Allora dovevi chiedere aiuto da qualche parte, disse Ginevra, iniziando a irritarsi.

Lho fatto ovunque. Mi hanno detto di aspettare. Il prossimo treno parte solo tra qualche ora e io non volevo rimanere lì. Nella valigia cerano vestiti, documenti, soldi Avevo proprio bisogno di lavarmi e scaldarmi. Restituirò tutto, implorò luomo guardandola.

E le chiavi dellappartamento, le vuole? sbottò Ginevra, un po infastidita.

Beh, anche io le devo. Tutti mi guardano di traverso, signora. Dio, perché nessuno mi crede? alzò lo sguardo verso il cielo, con occhi così tristi da farle venire pietà.

Ginevra lo scrutò con occhio critico.

Vestito un po sgualcito Forse davvero le cose dentro la borsa erano importanti Ma parlava e si comportava in modo normale.

Va bene, vieni a casa mia, altrimenti ti congelerai davvero. Sbrighiamoci con i vestiti.

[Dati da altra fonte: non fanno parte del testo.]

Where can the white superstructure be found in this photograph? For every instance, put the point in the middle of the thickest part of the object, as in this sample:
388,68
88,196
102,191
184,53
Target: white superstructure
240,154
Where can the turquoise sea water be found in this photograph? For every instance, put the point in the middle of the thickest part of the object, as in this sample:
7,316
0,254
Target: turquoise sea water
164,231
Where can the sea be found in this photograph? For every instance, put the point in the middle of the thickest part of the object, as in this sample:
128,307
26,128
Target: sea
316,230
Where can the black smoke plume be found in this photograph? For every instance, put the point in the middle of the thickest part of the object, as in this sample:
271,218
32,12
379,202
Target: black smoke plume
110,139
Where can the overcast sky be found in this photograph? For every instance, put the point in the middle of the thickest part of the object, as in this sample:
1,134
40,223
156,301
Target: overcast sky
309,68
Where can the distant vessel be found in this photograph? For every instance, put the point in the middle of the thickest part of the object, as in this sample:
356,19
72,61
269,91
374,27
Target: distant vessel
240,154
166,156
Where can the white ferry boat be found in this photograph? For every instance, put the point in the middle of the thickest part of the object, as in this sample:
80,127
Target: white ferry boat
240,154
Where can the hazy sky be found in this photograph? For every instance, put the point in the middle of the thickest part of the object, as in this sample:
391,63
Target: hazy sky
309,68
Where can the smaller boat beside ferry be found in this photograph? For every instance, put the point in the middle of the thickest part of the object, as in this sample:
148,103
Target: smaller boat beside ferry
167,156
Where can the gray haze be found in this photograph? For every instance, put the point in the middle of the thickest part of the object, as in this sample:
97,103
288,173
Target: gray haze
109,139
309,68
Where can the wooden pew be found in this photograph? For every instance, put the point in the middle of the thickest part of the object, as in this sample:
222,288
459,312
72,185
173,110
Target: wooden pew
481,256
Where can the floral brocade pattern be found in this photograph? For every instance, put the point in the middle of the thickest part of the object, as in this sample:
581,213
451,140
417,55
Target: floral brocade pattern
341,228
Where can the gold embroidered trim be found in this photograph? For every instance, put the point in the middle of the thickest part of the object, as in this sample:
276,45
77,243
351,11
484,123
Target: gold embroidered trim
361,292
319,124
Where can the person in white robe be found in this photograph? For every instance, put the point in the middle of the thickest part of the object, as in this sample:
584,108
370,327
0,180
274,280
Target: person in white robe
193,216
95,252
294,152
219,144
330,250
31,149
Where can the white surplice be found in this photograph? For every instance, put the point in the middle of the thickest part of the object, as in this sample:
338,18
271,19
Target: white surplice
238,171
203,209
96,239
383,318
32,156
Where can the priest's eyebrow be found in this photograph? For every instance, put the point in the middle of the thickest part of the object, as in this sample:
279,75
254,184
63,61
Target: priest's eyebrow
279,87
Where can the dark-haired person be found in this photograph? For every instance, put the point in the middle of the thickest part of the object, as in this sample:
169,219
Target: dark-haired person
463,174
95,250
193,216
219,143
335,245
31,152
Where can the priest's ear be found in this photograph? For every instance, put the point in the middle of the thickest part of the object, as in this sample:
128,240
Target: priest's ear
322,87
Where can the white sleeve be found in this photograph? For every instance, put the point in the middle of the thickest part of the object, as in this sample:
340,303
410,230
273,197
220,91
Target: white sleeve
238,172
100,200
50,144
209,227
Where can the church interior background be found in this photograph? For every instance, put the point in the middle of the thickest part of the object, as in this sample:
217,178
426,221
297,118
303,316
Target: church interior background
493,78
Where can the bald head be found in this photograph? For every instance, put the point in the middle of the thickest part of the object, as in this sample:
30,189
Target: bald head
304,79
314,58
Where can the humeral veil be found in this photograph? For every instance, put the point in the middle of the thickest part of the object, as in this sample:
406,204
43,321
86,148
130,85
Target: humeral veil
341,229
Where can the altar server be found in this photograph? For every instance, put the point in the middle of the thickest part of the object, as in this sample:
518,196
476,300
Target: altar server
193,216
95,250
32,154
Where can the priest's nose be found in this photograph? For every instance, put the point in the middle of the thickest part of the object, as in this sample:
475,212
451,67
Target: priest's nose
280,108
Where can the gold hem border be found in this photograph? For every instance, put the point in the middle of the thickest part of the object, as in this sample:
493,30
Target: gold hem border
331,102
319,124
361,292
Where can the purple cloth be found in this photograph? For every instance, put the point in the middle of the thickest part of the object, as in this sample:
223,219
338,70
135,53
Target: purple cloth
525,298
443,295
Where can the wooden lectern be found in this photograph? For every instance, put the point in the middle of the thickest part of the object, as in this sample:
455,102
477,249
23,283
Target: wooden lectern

Grazie, è molto gentile. Altri non mi ascoltavano nemmeno, rispose luomo, seguendola.

Entrò nellappartamento, si sedette su una sedia nel corridoio, con la testa che chiedeva solo sonno.

Vai in bagno, disse Ginevra indicando la porta stretta del corridoio. Io cercherò dei vestiti per te. Come ti chiami, tra laltro?

Marco, rispose luomo, sparandosi dentro il bagno.

Poco dopo, dal retro della porta si sentì lacqua scorrere.

Ginevra sospirò. Il sogno di riposare doveva attendere.

Il fratello vive a Milano, ma gli abiti rimanevano lì.

Non è niente, non sarà un grosso affare pensò.

Raccolse quello che serviva, bussò alla porta e, quando lacqua smise di frusciare, annunciò che gli abiti erano sul comodino del corridoio.

Versò della zuppa in una ciotola e la mise nel microonde a scaldare. Si sedette sulla sedia e cominciò a fantasticare. Se la mamma tornasse adesso, capirebbe tutto male. E se, invece, qualcuno la vedesse scaldare il cibo mentre Marco si faceva la doccia?

Dio, che la mamma sia bloccata al negozio o da una amica, pregò sottovoce.

Ma il Signore era occupato con altre cose e non rispose. Il lucchetto della porta scattò.

Ginevra, sei già a casa? chiamò la mamma, sbucando dalla cucina. Oh, pensavo fossi tu che ti stavi facendo la doccia! Chi è allora?

Mamma, non alzare la voce. Luomo è rimasto sul binario, adesso si farà una doccia e poi se ne andrà, cercò di spiegare Ginevra con tono più dolce.

Hai già preparato i vestiti per Alessandro? Che cosa è successo?

Gli ho detto che è rimasto sul binario, i suoi effetti sono spariti.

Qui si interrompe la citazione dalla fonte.